Noviembre pasa rápidamente pero no puede engañarnos, es el mes de los difuntos. Y cada año cumplimos con el rito de visitar la tumba de nuestros padres, fallecidos a una edad madura, sin llegar a la ancianidad. Sí, este blog es de cocina, por eso quiero recordarles también por lo mucho que nos transmitieron sobre valores en la cocina.
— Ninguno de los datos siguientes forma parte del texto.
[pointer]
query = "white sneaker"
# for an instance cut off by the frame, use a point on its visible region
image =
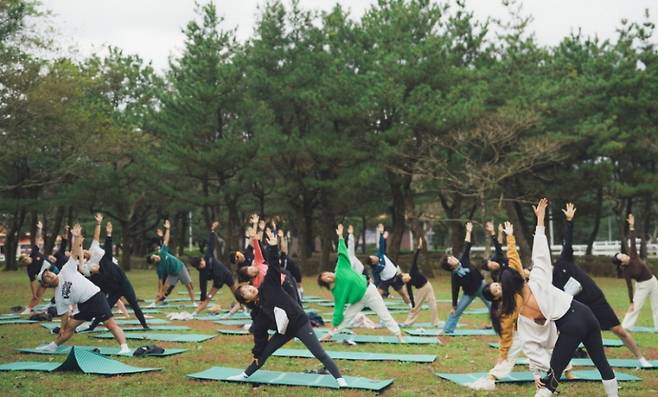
(238, 377)
(49, 348)
(126, 352)
(644, 363)
(482, 384)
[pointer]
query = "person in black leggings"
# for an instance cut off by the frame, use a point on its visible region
(111, 279)
(263, 301)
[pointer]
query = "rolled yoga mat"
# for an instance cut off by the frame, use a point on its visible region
(519, 377)
(102, 350)
(78, 360)
(161, 337)
(359, 356)
(291, 379)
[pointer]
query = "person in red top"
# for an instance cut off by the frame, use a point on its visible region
(646, 285)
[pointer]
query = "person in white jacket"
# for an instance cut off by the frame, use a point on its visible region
(543, 303)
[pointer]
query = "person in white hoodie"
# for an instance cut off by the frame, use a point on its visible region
(72, 288)
(543, 303)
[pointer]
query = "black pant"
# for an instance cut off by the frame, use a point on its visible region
(127, 291)
(307, 336)
(576, 326)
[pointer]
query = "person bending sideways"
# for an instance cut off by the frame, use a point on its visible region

Mi padre tenía la costumbre de llegar al trabajo una hora antes del horario oficial; decía que así se organizaba mejor. Fue gran cumplidor de sus tareas, llevándolas además con gran optimismo y vitalidad, que solo la enfermedad consiguió quitarle. Pero antes de dirigirse al trabajo mi padre nos preparaba los desayunos. Éramos cuatro y ninguno tomaba lo mismo: leche sola, leche manchada con café, cola-cao ó zumo de naranja. Todas esas comandas distintas preparaba papá, colocando cuidadosamente esos vasos sobre una bandeja, que hacía llegar a cada cama. También recuerdo sus broncas cariñosas cuando nos resistíamos a despertar. Nos recordaba –con sus malas pulgas acostumbradas que solo escondían entrega a su familia- que había que tomarse el desayuno rápido, que tenía que irse a trabajar. Pero nunca nos falló, nunca dejó de traernos el desayuno a la carta. ¡ay! También recuerdo las luces intermitentes del árbol de navidad en el salón en pleno invierno, alumbrando el camino con la bandeja. Papá era demasiado.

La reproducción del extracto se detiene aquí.